Mientras la Sombra hablaba, su manto anochecía.

—¿Es ella la primera niña en llegar a destiempo, muerta por tu mandato y no por mí propósito? No lo es…, no es la primera.

Muchos niños llegaron incumplidos, y yo lo acepté como deber de la madre que soy del hijo que engendré en desobediencia… Pero esta niña tuvo nombre para mí: se llamó Wilkilén y me trenzó cantando. Nadie antes lo había hecho, nadie jamás lo hará. Y no hablo de tiempo sino de eternidades.

Wilkilén se sentó a mi lado sin temor alguno… Esa niña me amó. Respóndeme tú, hijo y Misáianes, ¿alguien hay que me ame como ella lo hizo?

La Sombra se llenó de púas. Sus huesos asomaron a través de la escasa carne que los cubría.

—Conozco a los que se atrevieron a tocarla —dijo—. Los vi mancillar vírgenes y medir niños para gusto del jorobado. Ellos ignoran el valor de lo que arrebatan y prontamente lo olvidan. Pero yo soy la Sombra, conozco la virtud de lo que tomo, comprendo el porqué de cada final. Eso se llama propósito y ceremonia. Wilkilén era una forma de la vida, y como todas debía acabar un día. Pero era mi atribución realizar esa faena. ¡Era mi honor deshacer su materia inocente y devolverla para un nuevo destino! —la Sombra extendió, de frente al monte, la mano con la línea azul—. Las bestias que cebaste ultrajan la vida. Pero también ultrajan la muerte.

La Sombra peleaba con la Sombra una guerra idéntica a la del mundo.

—¿Recuerdas aquello que cantamos juntas, pequeña Wilkilén? —la Sombra acercó a sus ojos la línea azul. Después dejó caer el brazo—. Hasta pronto, venado… Corre, escóndete.

Más tarde, sentada junto al árbol, volvió a dudar.

La Sombra se sentía vejada por la prohibición. «No engendrarás.»

La Sombra se aliviaba en su condición de hermana podadora. «Tal vez, soy madre de todos.
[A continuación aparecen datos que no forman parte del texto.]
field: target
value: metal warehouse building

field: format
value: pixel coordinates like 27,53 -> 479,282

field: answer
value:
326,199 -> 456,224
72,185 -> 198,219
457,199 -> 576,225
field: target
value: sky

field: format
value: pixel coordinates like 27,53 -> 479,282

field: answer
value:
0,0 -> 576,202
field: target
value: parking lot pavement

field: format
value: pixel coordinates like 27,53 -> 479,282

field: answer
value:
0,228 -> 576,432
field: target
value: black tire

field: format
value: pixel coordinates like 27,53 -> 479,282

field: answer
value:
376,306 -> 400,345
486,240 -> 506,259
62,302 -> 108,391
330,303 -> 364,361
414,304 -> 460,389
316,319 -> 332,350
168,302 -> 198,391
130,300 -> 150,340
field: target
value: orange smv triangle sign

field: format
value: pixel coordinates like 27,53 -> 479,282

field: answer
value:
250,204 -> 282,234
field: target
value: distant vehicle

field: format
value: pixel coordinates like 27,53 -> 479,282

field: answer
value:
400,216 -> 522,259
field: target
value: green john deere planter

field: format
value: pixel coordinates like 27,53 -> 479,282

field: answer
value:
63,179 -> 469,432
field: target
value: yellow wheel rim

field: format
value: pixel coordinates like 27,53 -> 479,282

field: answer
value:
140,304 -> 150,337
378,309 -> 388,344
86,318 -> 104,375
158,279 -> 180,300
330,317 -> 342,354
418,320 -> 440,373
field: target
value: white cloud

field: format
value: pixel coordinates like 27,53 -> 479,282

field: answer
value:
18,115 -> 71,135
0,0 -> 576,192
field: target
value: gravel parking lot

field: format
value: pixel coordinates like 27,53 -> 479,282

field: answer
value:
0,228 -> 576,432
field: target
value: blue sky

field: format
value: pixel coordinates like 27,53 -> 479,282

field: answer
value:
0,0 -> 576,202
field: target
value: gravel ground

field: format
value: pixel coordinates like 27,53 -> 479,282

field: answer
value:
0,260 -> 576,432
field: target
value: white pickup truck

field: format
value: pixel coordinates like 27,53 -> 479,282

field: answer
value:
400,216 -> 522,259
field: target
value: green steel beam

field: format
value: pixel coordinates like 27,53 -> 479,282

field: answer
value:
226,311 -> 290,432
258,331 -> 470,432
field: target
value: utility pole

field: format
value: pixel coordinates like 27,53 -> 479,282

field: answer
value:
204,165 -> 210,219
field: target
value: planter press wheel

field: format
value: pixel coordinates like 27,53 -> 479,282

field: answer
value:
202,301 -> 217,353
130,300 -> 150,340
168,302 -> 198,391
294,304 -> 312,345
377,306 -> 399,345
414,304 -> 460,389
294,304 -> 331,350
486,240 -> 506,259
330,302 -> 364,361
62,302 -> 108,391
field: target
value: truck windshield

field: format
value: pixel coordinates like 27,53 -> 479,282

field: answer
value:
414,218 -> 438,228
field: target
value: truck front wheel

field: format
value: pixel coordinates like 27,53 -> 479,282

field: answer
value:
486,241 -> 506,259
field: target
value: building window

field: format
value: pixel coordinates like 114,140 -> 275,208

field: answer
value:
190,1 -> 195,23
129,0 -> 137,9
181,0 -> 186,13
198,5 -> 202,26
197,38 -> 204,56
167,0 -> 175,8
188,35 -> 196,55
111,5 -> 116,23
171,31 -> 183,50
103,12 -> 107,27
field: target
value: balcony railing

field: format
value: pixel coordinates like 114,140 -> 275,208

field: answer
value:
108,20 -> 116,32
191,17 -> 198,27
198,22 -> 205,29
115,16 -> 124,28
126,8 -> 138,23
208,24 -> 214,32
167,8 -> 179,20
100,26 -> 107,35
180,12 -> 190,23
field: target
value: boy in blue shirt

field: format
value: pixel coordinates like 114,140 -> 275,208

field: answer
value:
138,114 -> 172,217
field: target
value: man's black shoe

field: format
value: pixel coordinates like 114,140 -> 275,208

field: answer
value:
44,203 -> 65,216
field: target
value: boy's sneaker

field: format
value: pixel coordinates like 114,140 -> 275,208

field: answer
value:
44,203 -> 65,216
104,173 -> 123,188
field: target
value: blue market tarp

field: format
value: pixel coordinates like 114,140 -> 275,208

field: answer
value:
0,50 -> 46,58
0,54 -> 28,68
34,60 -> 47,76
Madre en el círculo donde me toca la parte del dolor.»

Luego, la Sombra se irguió impulsada por una decisión: no saldría de su boca ninguna advertencia. Sólo ella podía anticiparle a Misáianes el renacimiento de la luz en las Tierras Antiguas. Y podía señalarle a los dos elegidos. En cambio caminó de espaldas al monte, y murmurando:

—¿Qué sería de mí si el Odio Eterno no hubiese ocupado el espacio de mi Desobediencia? ¿Qué serías tú…? No sé si hijo es el nombre de la propia saliva corrompida; pero así te llamé: hijo y Misáianes. Soy la Muerte, tengo un propósito. Habrá un día para ir a buscarte.